To zależy, ja zasypiam po tym bez problemów. Kwestia indywidualna.
  • 20 / 4 / 0
Czy ktoś się orientuje czy przy braniu Noopeptu można brać od czasu do czasu (1x na 2 tygodnie) ketaminę? Biorę ją w celach antydepresyjnych bo mi pomaga, nie po to, żeby się porobić. Mowa o dawkach max 100mg nosem.
  • 43 / 4 / 0
można, ale w moim przypadku noopept znacząco osłabiał działanie ketaminy i DXM
miłość %-D trzeźwość %-D pokora
  • 21 / 1 / 0
Potrzebuje się dowiedzieć jak wpłynie Noopept na HPPD. Są różne opinie, jednym pogarsza, drugim pomaga, nawet w tym zaburzeniu.
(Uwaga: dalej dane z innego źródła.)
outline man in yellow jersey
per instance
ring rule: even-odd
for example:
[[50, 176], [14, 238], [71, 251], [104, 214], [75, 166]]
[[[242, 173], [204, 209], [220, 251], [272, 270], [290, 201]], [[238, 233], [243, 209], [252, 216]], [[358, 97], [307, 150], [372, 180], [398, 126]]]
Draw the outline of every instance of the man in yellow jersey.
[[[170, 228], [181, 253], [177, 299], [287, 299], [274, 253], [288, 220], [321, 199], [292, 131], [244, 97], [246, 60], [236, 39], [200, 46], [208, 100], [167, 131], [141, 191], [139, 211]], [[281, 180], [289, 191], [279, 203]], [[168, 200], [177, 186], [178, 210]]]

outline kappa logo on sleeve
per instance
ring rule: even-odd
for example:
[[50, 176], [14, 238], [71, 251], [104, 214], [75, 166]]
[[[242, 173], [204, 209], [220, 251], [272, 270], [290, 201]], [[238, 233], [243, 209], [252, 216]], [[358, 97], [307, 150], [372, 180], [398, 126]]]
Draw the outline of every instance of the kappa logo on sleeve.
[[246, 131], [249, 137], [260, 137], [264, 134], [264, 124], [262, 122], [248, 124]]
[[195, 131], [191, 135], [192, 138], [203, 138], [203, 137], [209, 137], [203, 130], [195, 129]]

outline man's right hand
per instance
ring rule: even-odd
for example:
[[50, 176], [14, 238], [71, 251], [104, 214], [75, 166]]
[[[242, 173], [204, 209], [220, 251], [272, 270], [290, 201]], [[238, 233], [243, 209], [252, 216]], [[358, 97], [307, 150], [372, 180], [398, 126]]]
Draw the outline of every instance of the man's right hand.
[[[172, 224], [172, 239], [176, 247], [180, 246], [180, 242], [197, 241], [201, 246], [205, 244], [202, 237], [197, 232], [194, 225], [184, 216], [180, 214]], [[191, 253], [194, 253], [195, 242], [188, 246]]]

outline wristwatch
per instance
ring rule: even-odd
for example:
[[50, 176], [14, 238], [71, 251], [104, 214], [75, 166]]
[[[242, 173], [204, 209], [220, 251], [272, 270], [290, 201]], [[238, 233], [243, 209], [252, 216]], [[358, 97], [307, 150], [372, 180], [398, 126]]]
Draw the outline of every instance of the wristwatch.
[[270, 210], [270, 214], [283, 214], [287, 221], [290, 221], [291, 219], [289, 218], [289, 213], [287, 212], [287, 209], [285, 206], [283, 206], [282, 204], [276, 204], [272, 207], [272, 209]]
Ktoś ma jakieś zdanie na ten temat?
  • 43 / 4 / 0
Mi osobiście w dużym stopniu pomógł na większość objawów HPPD (zaznaczam przy tym że nie miałem ultrahardcorowych zmian, ale ciągłe pływanie obrazu i oddychanie powierzchni męczyły w końcu bardzo).
Jednak noopept wyostrza mi konkretnie obraz i nasyca kolory, co przekłada się na zauważalne zwiększenie tego szumu gdy jest ciemno, aaale z drugiej strony nie jest on tak nachalnie irytujący, bo jest dosyć statyczny, chociaż strasznie mi rozmazuje kontury przedmiotów i trudnej przez to się poruszać i orientować się gdzie co jest
miłość %-D trzeźwość %-D pokora
  • 22 / 3 / 0
czy noopept może wywołać lek /atak paniki u osoby podatnej? 10 mg

co powinienem poczuć po 1 dawce?
  • 1922 / 95 / 0
04 lipca 2022TheodoreKaczynski pisze:
Czy ktoś próbował brać L-Tyrosine i Noopept jednocześnie?
Brałem, razem z fenyloalaniną....

Noopept + fenyloalanina + L-tyrozyna + kofeina - POLECAM.
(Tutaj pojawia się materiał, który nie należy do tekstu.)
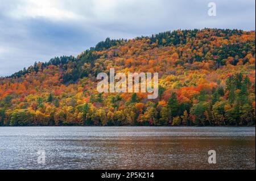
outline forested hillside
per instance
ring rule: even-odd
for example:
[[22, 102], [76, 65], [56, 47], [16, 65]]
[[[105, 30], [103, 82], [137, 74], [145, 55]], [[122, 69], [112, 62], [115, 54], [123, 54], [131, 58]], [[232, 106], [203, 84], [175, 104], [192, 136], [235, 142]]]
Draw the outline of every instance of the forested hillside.
[[[0, 125], [254, 125], [255, 31], [178, 30], [108, 38], [0, 78]], [[159, 73], [159, 95], [99, 94], [96, 77]]]

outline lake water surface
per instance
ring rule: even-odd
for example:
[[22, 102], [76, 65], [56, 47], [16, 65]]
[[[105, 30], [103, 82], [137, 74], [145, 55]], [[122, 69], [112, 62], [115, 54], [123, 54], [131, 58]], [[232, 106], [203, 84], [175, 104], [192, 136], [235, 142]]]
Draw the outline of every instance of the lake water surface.
[[253, 127], [0, 127], [0, 169], [255, 169], [255, 144]]

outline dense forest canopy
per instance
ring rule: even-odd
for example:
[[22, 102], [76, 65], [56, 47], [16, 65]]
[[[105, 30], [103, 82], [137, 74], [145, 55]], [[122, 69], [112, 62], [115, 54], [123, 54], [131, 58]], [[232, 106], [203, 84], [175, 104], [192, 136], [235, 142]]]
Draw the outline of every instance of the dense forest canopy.
[[[0, 78], [0, 125], [254, 125], [255, 31], [177, 30], [99, 43]], [[104, 93], [96, 77], [158, 72], [159, 96]]]

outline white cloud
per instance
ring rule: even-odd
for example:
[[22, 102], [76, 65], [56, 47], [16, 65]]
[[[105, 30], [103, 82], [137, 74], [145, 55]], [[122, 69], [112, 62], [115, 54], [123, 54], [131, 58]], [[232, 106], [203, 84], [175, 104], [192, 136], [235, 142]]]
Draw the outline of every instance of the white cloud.
[[9, 12], [13, 18], [48, 18], [52, 20], [77, 19], [79, 16], [73, 12], [61, 8], [61, 1], [20, 0], [15, 8]]

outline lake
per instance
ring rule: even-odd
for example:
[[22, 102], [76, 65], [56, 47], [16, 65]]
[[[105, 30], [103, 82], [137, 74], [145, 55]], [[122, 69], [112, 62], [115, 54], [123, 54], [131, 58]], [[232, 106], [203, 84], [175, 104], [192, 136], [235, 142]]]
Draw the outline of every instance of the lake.
[[254, 127], [0, 127], [0, 169], [255, 169], [255, 144]]

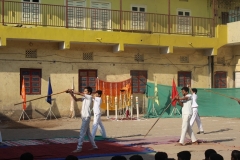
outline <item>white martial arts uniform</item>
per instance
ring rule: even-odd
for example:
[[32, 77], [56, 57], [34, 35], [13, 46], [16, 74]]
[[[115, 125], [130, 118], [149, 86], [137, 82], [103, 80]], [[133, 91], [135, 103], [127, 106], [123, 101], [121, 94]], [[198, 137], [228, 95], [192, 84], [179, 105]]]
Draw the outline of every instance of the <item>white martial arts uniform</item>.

Biorę Noopept już któryś raz cyklicznie - max miesiąc - 2-3 x 7-10mg (brany pod język metodą "na opłatek") na dzień (z kofeiną) i muszę powiedzieć że ta substancja jest świetna, jeżeli chodzi o działanie doraźne jak i długoterminowe (jak i te po odstawieniu)...
Choć działanie jest delikatne to jest stabilne i powoduje zwiększenie pewności siebie (efekt stymulantowego "poczucia", broda wysoko"), poprawę nastroju, stabilizacje nastroju, znikają spadki nastroju czy ogólnie nastrój depresyjny czy jakiś melancholijny, szybsze analityczne myślenie, szybszy refleks, lepszy słuch muzyka lepiej brzmi słychać wszystkie szczegóły itp. a po kilku tygodniach efekty tylko się nasilają i działanie jest naprawdę silne, czuję się trochę jak na jakimś stymulancie, ale cały czas na stabilnym poziomie i bez efektów ubocznych, bez wahania nastroju, bez problemów ze snem itp... po kilku tygodniach różnica robi się olbrzymia gdy się porówna stan przed przystąpieniem do noopeptu....
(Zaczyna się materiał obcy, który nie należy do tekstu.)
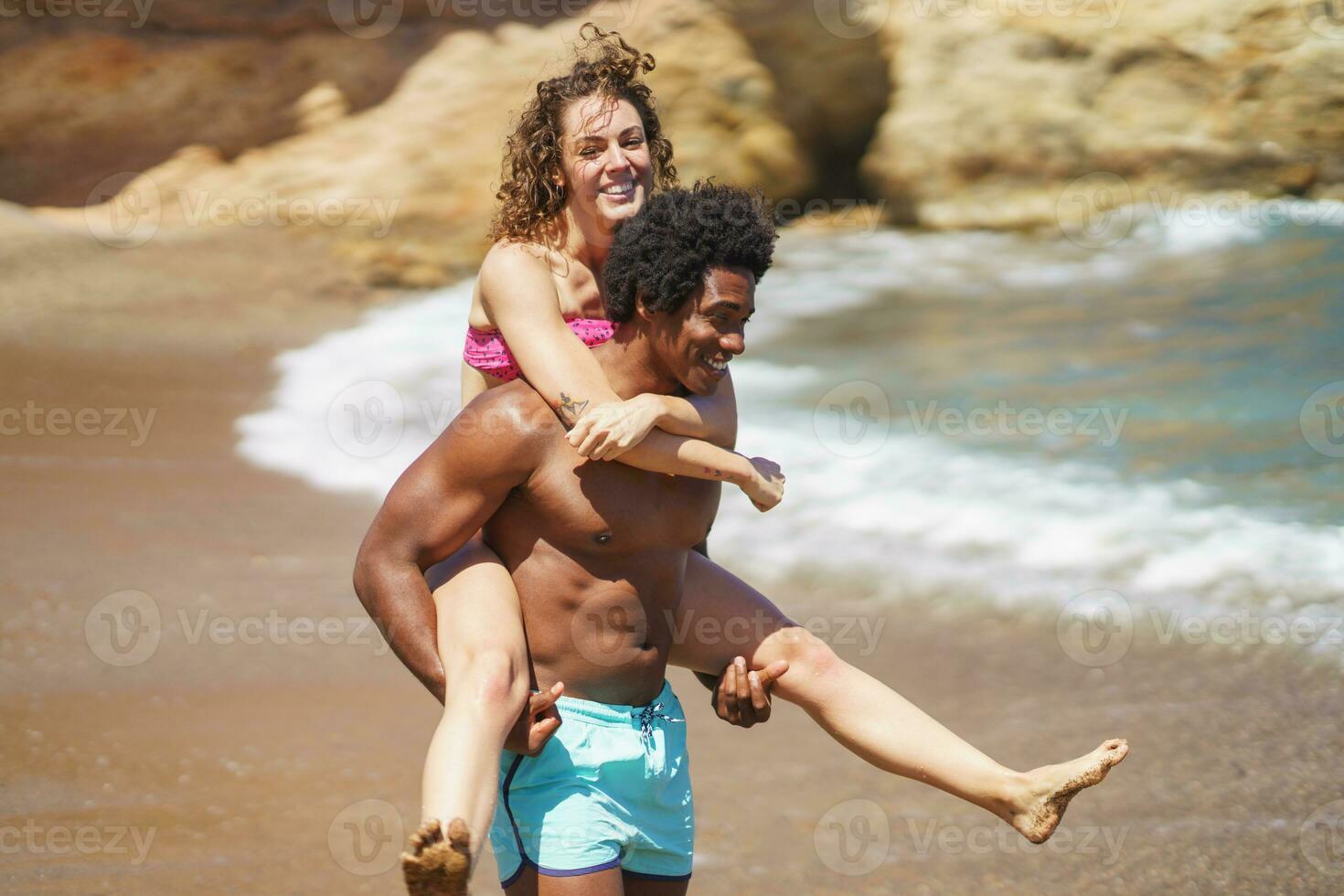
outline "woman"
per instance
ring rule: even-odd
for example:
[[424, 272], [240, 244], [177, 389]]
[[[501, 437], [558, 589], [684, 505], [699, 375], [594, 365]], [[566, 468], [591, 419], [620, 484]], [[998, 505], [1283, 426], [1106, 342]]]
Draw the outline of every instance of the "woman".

u mnie mocno idzie pewność siebie (bardzo mocno), zmniejszenie ogólnego lęku, dobry nastrój i szybkość myślenia, refleks, daje niezłego "pazura" na tyle że gdy dowiedziałem się że kumpel miał jakiś zatarg z innym gościem i został poszkodowany ale sobie już to wyjaśnili to siedziało mi to cały dzień gdy byłem w robocie w głowie i dosłownie mało brakowało "żebym to sam wyjaśnił", bez noopeptu machnął bym ręką i tyle, a tu nie dawało mi to spokoju a oprócz psychicznej "chęci" czułem się też fizycznie bardzo dobrze, pełen energii, troszkę jakby nabuzowany, bardziej impulsywny, robię się bardziej "charakterny" jeżeli wiecie co mam na myśli, robię się bardziej skory do konfrontacji.....

i właśnie to jest w noopepcie najlepsze, że działa dość lekko ale bardzo fajnie a z tygodnia na tydzień efekty się potęgują, jak na razie za ogólne działanie stawiałbym noopept troszkę wyżej niż sunifiram (choć muszę jeszcze po testować)... i tu ludzie piszący że alko niszczy kuracje mają racje, po większej ilość alko na następny dzień większość efektów zniknęło, na tyle że żałowałem że piłem bo sama faza na alko żadna, chwilowa, to już znacznie lepiej czułem się na noopepcie po paru tygodniach gdy się ładnie wkręcił (czułem się serio jak bym leciał na jakimś dość silnym stymulancie) niż tą chwilę na alko, aż żałowałem że spieprzyłem sobie taki stan na noopepcie przez alko, minął z tydzień nim znów zacząłem czuć noopept a stan z przed picia wrócił dopiero po kilku tygodniach.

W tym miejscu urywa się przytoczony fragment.